Od tygodnia mam 2 GIO w użytkowaniu. I sądzę, że w jednym mam problem z baterią. Ustawienia takie same - jak najwięcej rzeczy wyłączonych i tak. Telefony naławdowane w nocy.
Od 8 rano:
1. telefon - Rozmowy około 30 minut, kilka smsów i mmsów, 10 minut gry - bateria po 12 godzinach padła (telefon zgłosił, że ma 5% i trzeba podłączyć pod ładowarkę)
2. telefon - Podobna ilość rozmów i wysłanych smsów, chwila gry, GPS około 30 minut - po 12 godzinach zeszła jedna kreska. Dzisiaj rano (po 24 godzinach od naładowania) baterianadal jest prawie pełna.
Wiem, że ekran dotykowy itp, żebym nie posiadał dwóch modeli to pewnie bym się nie zdziwił. Najgorsze jest to, że telefonu prawie nie używałem, żadnej zabawy, cały dzień leżał i tylko dzwoniłem jeśli musiałem.
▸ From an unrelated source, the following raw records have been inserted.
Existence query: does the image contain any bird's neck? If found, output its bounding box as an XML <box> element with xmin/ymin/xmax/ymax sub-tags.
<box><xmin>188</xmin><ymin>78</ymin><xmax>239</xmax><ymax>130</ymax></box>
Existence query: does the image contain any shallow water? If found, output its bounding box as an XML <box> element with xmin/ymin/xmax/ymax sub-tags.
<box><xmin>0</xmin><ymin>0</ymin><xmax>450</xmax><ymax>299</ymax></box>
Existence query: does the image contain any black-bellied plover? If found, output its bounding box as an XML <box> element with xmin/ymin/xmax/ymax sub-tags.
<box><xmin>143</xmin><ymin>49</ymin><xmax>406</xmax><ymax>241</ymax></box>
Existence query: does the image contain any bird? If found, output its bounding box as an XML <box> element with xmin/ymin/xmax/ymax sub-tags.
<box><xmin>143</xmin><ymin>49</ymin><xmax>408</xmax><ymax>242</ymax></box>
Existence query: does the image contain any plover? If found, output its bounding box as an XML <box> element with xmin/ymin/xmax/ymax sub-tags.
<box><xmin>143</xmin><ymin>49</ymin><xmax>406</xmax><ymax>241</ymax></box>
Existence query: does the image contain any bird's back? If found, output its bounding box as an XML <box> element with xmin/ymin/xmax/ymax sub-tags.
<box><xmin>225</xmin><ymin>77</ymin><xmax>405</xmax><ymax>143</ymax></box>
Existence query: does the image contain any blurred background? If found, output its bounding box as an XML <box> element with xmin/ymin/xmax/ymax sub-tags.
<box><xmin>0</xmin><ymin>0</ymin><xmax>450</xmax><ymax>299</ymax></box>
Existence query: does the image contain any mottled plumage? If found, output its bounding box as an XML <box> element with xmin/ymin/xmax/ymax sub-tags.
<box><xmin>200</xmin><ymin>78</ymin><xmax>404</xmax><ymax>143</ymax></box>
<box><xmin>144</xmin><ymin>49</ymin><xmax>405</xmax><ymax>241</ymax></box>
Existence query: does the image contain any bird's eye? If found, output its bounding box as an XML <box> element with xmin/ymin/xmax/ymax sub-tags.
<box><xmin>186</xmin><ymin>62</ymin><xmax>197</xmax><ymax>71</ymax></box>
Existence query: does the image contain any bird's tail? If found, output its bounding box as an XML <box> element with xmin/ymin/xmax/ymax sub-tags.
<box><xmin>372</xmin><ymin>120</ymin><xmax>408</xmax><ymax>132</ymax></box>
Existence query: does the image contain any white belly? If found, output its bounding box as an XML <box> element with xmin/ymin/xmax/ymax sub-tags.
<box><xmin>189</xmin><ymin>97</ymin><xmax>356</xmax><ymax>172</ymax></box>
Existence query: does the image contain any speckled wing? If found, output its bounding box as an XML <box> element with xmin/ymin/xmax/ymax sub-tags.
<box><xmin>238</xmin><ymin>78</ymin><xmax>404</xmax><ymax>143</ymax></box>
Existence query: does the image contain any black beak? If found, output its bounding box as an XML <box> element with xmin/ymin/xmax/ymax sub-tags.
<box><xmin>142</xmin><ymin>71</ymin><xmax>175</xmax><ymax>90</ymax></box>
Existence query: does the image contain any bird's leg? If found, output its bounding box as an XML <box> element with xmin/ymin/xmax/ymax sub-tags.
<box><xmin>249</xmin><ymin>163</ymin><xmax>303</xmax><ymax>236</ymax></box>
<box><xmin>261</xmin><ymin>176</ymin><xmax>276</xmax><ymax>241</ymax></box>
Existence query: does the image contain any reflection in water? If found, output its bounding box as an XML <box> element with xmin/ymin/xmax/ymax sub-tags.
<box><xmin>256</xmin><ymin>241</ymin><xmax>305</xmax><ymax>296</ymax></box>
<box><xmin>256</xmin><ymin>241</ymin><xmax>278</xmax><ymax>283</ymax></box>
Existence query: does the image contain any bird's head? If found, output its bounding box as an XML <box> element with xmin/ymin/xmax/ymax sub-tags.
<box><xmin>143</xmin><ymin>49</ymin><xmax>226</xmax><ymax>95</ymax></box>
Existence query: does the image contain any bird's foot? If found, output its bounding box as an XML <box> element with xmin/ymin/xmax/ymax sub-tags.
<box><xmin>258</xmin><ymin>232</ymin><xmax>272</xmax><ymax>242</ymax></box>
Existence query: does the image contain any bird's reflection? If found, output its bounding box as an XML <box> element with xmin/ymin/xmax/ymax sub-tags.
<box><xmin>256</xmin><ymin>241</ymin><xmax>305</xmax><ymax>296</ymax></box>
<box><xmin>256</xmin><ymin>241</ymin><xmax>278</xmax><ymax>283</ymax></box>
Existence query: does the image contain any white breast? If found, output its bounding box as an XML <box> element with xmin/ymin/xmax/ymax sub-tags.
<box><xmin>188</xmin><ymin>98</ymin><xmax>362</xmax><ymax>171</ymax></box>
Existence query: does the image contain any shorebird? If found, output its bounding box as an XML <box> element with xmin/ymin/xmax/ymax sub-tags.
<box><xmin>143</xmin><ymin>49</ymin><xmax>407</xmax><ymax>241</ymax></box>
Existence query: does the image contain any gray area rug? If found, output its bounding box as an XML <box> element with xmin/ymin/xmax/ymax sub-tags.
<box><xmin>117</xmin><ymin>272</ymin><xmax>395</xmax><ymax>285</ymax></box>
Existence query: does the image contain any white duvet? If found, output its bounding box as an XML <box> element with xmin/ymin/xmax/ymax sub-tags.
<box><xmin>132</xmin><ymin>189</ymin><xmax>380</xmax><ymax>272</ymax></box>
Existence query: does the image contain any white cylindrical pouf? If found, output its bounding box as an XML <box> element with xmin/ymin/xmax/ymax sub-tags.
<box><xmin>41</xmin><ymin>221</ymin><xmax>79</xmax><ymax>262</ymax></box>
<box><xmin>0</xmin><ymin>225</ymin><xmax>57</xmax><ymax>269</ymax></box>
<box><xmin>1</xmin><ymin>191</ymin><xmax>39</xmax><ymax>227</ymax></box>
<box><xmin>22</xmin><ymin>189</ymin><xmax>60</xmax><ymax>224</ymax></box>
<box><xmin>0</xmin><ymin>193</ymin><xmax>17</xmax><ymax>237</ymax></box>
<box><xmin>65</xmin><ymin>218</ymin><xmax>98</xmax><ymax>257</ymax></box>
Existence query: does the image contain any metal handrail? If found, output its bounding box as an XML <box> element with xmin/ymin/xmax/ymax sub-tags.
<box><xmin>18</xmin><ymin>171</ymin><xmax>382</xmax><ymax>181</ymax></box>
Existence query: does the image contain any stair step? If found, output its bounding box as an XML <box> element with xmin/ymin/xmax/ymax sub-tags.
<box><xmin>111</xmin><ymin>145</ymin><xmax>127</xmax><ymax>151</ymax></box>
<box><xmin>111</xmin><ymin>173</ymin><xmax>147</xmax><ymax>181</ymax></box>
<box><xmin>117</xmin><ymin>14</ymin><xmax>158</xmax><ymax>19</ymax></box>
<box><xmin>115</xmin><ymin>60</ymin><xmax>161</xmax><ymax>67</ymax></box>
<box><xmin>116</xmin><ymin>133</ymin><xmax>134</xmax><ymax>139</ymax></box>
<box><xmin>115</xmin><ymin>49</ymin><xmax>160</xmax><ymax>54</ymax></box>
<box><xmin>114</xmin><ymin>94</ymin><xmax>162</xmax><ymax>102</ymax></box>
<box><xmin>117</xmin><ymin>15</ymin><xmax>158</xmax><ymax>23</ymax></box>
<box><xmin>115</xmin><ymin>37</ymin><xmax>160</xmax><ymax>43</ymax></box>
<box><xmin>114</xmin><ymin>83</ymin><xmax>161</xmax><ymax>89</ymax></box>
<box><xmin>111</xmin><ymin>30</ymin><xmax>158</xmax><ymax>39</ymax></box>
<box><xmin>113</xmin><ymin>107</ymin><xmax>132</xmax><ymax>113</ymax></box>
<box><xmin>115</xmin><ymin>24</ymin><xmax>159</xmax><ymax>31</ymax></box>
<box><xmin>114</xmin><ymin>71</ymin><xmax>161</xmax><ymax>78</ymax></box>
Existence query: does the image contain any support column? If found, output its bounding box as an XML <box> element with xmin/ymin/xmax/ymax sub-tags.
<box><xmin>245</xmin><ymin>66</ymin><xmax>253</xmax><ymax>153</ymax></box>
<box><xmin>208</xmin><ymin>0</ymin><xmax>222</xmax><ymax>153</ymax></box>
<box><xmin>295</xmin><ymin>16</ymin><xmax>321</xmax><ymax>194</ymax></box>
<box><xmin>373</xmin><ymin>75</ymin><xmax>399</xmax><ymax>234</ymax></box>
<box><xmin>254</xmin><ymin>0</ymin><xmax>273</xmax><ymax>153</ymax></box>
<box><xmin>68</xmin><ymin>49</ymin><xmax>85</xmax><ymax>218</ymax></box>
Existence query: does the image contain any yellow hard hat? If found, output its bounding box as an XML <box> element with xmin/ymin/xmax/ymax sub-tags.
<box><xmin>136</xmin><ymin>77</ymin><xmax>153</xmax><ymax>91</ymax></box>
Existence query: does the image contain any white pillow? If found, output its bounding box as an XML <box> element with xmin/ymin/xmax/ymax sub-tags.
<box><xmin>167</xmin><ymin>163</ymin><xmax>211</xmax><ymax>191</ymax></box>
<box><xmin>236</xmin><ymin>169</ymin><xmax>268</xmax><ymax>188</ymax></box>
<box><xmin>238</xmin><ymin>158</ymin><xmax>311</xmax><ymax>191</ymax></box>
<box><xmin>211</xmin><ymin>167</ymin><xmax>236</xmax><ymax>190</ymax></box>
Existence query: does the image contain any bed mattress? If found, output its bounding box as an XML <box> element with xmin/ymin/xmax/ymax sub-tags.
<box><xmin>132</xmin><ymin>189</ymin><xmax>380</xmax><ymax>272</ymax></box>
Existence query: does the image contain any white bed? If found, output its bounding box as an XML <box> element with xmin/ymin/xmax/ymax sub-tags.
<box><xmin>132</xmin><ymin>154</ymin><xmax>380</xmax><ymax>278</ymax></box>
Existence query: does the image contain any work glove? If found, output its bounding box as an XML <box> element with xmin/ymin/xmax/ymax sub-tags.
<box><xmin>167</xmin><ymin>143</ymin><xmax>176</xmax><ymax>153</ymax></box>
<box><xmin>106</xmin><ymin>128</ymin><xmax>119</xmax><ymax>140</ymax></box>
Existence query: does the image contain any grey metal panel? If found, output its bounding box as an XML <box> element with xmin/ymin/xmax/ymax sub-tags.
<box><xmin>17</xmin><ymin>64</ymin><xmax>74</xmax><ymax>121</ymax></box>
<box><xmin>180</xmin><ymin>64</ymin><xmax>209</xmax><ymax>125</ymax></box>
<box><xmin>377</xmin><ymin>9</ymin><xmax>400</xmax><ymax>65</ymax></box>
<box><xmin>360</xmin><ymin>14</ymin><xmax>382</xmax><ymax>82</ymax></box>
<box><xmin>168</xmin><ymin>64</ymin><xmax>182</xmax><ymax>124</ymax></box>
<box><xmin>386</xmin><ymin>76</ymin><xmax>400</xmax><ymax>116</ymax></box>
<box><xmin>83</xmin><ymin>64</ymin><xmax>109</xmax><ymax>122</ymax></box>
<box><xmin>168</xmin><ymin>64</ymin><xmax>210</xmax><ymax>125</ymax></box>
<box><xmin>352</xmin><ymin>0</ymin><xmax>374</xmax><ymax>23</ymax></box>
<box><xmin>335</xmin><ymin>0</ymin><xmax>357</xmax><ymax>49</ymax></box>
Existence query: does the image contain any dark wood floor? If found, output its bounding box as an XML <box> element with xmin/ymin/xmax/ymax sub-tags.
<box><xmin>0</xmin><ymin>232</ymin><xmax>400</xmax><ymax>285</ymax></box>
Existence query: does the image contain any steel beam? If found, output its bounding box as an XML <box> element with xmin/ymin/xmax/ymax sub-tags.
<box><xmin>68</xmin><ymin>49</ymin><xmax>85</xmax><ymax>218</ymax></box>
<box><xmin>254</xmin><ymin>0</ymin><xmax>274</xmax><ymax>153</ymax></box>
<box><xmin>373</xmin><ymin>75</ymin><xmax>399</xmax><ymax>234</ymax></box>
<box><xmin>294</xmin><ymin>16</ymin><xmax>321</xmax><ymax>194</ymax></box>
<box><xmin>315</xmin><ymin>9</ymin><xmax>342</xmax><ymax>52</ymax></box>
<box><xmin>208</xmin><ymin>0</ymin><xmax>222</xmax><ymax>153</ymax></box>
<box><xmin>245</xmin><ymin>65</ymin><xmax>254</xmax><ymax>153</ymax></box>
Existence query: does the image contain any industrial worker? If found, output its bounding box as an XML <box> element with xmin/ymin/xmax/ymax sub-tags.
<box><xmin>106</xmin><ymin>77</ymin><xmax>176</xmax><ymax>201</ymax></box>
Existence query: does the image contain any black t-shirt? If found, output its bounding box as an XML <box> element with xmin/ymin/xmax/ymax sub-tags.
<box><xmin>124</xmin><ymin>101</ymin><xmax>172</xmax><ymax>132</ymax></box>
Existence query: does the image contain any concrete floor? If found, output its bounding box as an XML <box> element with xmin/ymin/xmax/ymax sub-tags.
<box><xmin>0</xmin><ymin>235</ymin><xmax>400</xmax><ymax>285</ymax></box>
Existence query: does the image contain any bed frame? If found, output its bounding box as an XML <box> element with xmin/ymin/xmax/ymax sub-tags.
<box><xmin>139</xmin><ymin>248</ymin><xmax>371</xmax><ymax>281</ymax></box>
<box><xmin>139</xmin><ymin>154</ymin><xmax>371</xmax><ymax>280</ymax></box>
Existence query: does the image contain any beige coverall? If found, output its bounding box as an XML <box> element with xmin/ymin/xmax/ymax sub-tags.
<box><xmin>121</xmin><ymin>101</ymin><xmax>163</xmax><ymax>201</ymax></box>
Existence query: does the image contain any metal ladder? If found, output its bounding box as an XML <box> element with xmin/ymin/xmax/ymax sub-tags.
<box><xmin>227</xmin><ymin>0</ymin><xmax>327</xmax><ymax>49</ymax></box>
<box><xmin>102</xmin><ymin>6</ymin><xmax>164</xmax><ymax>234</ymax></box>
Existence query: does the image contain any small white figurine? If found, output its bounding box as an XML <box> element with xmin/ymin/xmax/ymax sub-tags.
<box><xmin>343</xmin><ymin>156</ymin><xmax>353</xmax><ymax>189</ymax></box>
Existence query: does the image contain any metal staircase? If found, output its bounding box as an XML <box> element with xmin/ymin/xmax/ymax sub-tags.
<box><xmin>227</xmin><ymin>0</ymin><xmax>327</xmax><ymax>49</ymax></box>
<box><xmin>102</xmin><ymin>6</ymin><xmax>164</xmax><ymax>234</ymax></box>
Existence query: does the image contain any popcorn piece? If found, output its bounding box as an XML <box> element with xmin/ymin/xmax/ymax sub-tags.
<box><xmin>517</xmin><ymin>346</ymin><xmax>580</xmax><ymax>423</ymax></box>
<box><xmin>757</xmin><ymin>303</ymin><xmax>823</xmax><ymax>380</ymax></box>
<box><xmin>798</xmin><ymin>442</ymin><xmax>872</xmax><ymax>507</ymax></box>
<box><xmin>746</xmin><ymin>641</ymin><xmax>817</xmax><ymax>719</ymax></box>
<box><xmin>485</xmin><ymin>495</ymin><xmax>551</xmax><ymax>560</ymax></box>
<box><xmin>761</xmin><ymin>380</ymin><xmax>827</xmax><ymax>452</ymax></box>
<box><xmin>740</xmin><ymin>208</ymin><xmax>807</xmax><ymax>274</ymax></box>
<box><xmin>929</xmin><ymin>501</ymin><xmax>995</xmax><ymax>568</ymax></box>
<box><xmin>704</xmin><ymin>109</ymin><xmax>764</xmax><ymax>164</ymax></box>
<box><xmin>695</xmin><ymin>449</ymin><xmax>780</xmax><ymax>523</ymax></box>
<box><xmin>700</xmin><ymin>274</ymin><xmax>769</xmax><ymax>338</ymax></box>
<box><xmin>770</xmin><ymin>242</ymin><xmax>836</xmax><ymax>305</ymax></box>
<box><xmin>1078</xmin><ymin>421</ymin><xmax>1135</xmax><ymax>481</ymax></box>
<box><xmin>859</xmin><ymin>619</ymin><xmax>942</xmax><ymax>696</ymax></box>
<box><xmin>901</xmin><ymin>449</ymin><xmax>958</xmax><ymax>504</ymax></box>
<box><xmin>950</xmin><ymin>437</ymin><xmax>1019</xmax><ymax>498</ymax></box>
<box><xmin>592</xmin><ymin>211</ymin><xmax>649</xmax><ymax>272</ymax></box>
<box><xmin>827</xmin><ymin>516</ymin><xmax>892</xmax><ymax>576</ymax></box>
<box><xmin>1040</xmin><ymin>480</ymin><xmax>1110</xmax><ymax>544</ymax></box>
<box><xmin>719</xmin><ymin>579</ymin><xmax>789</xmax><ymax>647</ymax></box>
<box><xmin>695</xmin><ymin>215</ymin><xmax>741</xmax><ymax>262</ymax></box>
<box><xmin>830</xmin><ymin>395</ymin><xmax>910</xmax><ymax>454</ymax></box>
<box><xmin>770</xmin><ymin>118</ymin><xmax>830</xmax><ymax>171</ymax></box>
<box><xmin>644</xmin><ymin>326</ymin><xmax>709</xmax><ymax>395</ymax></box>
Po wejściu w status baterii, wykorzystanie procentowe w obydwu telefonach było na podobnym poziomie (wyświetlacz, czuwanie, połączenia głosowe).
EDIT
No to teraz mam problem. To co opisałem wyżej było wczoraj. Dzisiaj w nocy naładowałem telefon. Odłączyłem go około 1 w nocy. Po naładowaniu oczywiście leżał pół nocy nie używany. Z rana wysłałem jednego mmsa. Patrze na baterię i zdębiałem. Prawie rozładowana! Czas od odłączenia, niecałe 8 godznin, Zużycie baterii: czuwanie sieci i tel. bezczynny po 50%. Sprawdzam kodem a bateria ma 29% tylko. Szok. Wiecie jak można reklamować baterię?, czy trzeba cały tel, oddawać. Lepiej zanieść do PLAY czy bezpośrednio?